Version-Release number of selected component (if applicable):
Ubuntu 14.04.3 LTS
glusterfs-server                    3.7.5-ubuntu1~trusty1
glusterfs-client                    3.7.5-ubuntu1~trusty1
glusterfs-common                    3.7.5-ubuntu1~trusty1
libssl1.0.0:amd64                   1.0.1f-1ubuntu2.15

How reproducible:
Setup: 
Two nodes, two bricks, replica 2
server.ssl: on; client.ssl: on; auth.ssl-allow *; ssl.cipher-list HIGH:!SSLv2

Steps to Reproduce:
1. pkill -f gluster on node1
2. look at glustershd.log of node2, "error in polling loop"

After restart everything works fine:
3. pkill -f gluster on node2
4. restart gluster on both nodes
5. -> reconnection works and healing starts

Actual results:
No reconnect, no healing, error msg in log every few seconds.
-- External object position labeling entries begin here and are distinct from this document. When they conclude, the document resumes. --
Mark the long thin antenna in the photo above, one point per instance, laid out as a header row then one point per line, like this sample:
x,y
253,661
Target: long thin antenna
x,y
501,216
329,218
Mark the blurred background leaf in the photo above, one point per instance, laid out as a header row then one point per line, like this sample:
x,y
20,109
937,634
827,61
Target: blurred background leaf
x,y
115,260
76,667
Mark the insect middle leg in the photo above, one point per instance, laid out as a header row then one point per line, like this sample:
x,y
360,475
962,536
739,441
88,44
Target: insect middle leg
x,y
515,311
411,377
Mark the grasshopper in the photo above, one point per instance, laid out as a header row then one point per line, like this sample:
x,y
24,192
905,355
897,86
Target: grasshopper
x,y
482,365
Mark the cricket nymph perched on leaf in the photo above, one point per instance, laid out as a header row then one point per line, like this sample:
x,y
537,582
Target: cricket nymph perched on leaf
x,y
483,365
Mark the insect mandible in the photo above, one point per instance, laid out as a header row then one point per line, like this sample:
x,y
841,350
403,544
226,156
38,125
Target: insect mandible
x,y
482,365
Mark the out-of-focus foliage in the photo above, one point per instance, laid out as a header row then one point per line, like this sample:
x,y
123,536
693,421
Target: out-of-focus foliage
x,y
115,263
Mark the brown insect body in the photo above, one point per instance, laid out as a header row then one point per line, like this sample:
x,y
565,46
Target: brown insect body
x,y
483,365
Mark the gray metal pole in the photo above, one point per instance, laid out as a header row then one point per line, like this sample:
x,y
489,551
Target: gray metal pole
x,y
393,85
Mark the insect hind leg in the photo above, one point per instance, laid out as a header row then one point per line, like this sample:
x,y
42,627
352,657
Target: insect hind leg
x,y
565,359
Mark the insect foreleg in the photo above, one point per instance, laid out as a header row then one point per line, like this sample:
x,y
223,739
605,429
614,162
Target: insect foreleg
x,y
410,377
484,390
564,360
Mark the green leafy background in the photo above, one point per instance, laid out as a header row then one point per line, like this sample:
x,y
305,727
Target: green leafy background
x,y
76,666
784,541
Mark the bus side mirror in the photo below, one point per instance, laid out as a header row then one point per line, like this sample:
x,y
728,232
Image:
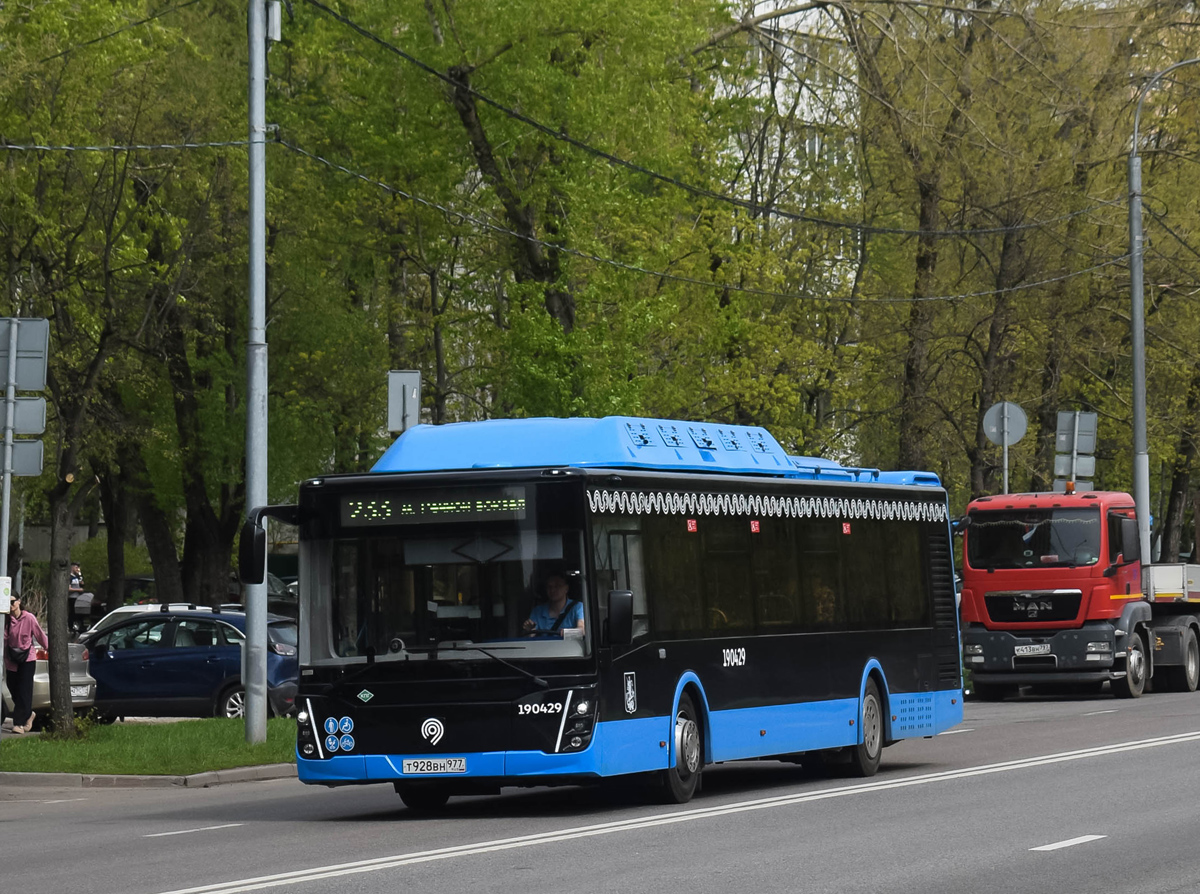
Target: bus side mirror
x,y
621,617
1131,541
252,551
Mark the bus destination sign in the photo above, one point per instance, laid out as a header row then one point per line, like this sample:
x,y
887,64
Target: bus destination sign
x,y
432,507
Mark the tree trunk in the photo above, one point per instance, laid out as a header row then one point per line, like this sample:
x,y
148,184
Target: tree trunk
x,y
1181,473
64,505
117,516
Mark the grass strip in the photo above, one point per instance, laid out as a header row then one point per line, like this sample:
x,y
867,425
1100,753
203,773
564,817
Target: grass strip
x,y
172,749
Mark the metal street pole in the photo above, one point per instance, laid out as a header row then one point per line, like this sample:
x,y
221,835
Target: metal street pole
x,y
10,399
1138,325
255,599
1003,436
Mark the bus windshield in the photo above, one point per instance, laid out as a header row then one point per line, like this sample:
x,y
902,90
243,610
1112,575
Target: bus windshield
x,y
454,589
1033,538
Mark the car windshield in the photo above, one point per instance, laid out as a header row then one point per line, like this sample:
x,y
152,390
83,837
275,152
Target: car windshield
x,y
283,634
1033,538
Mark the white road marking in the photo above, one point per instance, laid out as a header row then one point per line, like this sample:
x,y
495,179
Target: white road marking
x,y
681,816
40,801
1069,843
189,832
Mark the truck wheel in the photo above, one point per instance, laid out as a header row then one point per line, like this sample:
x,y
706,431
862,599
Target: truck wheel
x,y
1133,684
1185,677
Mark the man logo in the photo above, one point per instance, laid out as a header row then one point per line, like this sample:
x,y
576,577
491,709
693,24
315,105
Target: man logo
x,y
433,731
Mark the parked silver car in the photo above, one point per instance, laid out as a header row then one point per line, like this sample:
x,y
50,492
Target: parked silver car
x,y
83,685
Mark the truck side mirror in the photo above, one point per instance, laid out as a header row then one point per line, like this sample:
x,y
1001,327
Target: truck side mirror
x,y
621,617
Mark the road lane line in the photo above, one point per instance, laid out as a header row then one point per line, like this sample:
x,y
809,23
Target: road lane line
x,y
189,832
679,816
1069,843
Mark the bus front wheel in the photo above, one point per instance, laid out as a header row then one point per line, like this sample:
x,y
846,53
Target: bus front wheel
x,y
864,757
682,779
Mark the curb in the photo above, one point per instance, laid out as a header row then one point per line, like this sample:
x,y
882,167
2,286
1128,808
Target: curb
x,y
197,780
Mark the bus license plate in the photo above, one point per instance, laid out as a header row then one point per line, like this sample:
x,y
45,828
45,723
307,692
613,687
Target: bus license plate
x,y
423,766
1041,648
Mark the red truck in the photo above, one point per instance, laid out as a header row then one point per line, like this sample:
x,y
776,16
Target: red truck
x,y
1055,595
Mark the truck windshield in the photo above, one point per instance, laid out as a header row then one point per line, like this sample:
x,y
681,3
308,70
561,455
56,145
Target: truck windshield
x,y
1033,538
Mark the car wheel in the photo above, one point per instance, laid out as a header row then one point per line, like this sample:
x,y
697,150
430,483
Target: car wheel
x,y
232,702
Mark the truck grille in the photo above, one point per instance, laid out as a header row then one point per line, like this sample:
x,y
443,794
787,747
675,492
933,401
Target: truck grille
x,y
1033,607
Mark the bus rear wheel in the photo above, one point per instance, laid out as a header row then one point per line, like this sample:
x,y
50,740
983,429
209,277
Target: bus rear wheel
x,y
423,798
682,779
864,757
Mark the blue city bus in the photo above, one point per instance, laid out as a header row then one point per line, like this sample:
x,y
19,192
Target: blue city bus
x,y
726,603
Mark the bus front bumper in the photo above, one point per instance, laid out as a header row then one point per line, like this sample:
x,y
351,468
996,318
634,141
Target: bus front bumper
x,y
617,748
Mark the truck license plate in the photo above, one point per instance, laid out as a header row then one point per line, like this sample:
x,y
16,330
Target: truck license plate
x,y
421,766
1041,648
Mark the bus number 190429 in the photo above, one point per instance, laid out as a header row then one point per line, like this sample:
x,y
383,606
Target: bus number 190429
x,y
541,708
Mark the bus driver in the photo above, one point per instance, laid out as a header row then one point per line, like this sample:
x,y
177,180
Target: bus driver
x,y
557,612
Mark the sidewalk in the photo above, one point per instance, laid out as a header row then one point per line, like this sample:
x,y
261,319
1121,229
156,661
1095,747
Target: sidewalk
x,y
197,780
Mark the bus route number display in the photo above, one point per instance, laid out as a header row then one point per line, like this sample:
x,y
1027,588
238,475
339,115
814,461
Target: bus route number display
x,y
433,507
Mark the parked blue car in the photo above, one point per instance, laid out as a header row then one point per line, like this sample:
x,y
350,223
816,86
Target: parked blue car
x,y
172,664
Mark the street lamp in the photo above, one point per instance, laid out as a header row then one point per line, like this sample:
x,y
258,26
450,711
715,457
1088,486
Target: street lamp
x,y
1137,324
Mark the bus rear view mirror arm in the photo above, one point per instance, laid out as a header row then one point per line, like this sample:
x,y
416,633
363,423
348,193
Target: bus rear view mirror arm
x,y
621,617
252,544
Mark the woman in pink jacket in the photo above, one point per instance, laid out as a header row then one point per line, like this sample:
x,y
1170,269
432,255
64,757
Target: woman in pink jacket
x,y
19,635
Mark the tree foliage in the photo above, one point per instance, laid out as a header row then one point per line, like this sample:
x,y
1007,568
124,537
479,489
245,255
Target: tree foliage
x,y
858,225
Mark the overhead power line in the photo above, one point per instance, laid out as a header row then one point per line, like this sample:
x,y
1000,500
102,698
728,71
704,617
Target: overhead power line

No outgoing SYN packets.

Expected results:
Reconnect, healing

Speculation (almost 100%):
As it only happens with SSL and when 0-gv0-client-3 and 0-gv0-client-0 try to reconnect simultaneously: Race-condition in SSL handling? https://bugzilla.redhat.com/show_bug.cgi?id=906763

Additional info:
Already talked to JoeJulian on #gluster.

Comment 1 Kaushal 2017-03-08 10:51:41 UTC
This bug is getting closed because GlusteFS-3.7 has reached its end-of-life.

Note: This bug is being closed using a script. No verification has been performed to check if it still exists on newer releases of GlusterFS.
If this bug still exists in newer GlusterFS releases, please reopen this bug against the newer release.